Our phone numbers are something we hand out readily to our contacts, yet we would like to protect them from misuse. StitMe is a service that enables users to control who can call you and when, without divulging your real number.
I was having tea the other day with Gurtaj Singh and he caught my interest with this app that he had launched just recently in the US.
Clean break
Is your kid going to college and you’re worried that he/she will end up bullied and harassed by calls from friends or ex-boyfriends/girlfriends?
Get him/her to use StitMe instead.
That way, should/when they break up, the other party would not be able to harass your kid through calling.
It’s called StitMe and is not available outside of US yet but it sounded like it had great potential to solve one of the biggest dilemmas of the modern age.

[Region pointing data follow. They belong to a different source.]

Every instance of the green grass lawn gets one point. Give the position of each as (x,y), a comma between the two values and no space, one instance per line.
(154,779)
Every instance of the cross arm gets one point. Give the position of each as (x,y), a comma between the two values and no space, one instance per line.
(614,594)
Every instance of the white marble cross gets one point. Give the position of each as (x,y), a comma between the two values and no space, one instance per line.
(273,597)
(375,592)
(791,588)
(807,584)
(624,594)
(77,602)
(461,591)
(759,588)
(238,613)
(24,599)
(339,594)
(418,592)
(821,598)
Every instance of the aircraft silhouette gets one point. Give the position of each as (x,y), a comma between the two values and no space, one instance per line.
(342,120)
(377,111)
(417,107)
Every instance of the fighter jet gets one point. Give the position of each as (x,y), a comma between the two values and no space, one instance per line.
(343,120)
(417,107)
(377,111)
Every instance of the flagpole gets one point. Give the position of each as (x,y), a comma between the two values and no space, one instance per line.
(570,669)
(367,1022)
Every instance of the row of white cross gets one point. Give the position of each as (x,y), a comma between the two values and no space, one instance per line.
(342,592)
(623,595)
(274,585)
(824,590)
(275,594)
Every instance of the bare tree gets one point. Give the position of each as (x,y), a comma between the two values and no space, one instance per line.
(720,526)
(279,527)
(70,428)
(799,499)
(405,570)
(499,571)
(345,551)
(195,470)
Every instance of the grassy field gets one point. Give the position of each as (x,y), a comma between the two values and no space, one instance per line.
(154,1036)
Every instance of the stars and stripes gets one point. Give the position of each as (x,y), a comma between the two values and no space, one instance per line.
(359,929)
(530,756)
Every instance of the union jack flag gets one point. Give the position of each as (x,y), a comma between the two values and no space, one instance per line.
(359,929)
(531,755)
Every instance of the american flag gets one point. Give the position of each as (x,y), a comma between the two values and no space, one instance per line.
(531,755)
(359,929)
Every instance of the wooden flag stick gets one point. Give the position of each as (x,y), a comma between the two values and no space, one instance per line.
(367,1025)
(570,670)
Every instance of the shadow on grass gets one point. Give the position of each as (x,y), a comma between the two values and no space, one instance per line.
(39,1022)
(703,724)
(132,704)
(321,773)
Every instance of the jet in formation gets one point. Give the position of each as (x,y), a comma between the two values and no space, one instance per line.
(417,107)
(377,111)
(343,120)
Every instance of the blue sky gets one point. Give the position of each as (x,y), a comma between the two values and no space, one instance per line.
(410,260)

You want as many friends, colleagues and potential contacts to be able to contact you, but you don’t want to receive calls from unwarranted telemarketers because your telephone number had been harvested and compiled in some call list that are being sold or circulated without your consent.
Worse still, in the US, anybody can use your telephone number to do a reverse number lookup (the equivalent of a Whois query) and get personal information about you like your residential address etc.
This is where StitMe comes in – users of the free service need not hand out their real telephone numbers anymore.
Between two StitMe users, all you give out is your StitMe User ID.